2025-03-23

Introduction

Simple Linear Regression models the relationship between two variables by fitting a straight line.

We use the equation of the line:

\[ y = \beta_0 + \beta_1 x + \epsilon \]

where: - \(x\) is the independent variable
- \(y\) is the dependent variable
- \(\beta_0\) is the intercept
- \(\beta_1\) is the slope
- \(\epsilon\) is the error term

Use Case Example

We will use the built-in mtcars dataset in R to predict miles per gallon (mpg) based on horsepower (hp).

Loading Packages

library(ggplot2)
library(plotly)

Code: Scatterplot of MPG vs HP

ggplot(mtcars, aes(x = hp, y = mpg)) +
  geom_point(color = "steelblue", size = 3) +
  ggtitle("Scatterplot of MPG vs Horsepower") +
  xlab("Horsepower") +
  ylab("Miles per Gallon")

Plot: Scatterplot of MPG vs HP

Fit Linear Model

## 
## Call:
## lm(formula = mpg ~ hp, data = mtcars)
## 
## Residuals:
##     Min      1Q  Median      3Q     Max 
## -5.7121 -2.1122 -0.8854  1.5819  8.2360 
## 
## Coefficients:
##             Estimate Std. Error t value Pr(>|t|)    
## (Intercept) 30.09886    1.63392  18.421  < 2e-16 ***
## hp          -0.06823    0.01012  -6.742 1.79e-07 ***
## ---
## Signif. codes:  0 '***' 0.001 '**' 0.01 '*' 0.05 '.' 0.1 ' ' 1
## 
## Residual standard error: 3.863 on 30 degrees of freedom
## Multiple R-squared:  0.6024, Adjusted R-squared:  0.5892 
## F-statistic: 45.46 on 1 and 30 DF,  p-value: 1.788e-07

We estimate the model:

\[ \hat{y} = \hat{\beta}_0 + \hat{\beta}_1 x \]

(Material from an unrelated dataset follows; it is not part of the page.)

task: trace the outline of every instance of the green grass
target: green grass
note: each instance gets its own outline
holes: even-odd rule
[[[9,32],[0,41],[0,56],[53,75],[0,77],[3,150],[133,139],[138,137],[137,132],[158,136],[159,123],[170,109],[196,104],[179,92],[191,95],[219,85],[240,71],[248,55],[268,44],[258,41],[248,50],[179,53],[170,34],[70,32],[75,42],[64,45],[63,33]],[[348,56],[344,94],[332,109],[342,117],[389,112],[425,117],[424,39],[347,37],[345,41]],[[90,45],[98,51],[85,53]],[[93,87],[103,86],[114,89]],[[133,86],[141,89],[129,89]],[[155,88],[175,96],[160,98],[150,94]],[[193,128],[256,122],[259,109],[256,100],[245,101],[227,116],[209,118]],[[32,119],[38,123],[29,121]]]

Code: Regression Line Plot

ggplot(mtcars, aes(x = hp, y = mpg)) +
  geom_point(color = "darkgreen") +
  geom_smooth(method = "lm", se = FALSE, color = "red") +
  ggtitle("Regression Line on MPG vs HP") +
  theme_minimal()

Plot: Regression Line

## `geom_smooth()` using formula = 'y ~ x'

Code: 3D Interactive Plot

mtcars$car <- rownames(mtcars)

fig <- plot_ly(mtcars, x = ~hp, y = ~mpg, z = ~wt, type = 'scatter3d', mode = 'markers',
               marker = list(size = 5, color = ~wt, colorscale = "Viridis"),
               text = ~paste("Car:", car))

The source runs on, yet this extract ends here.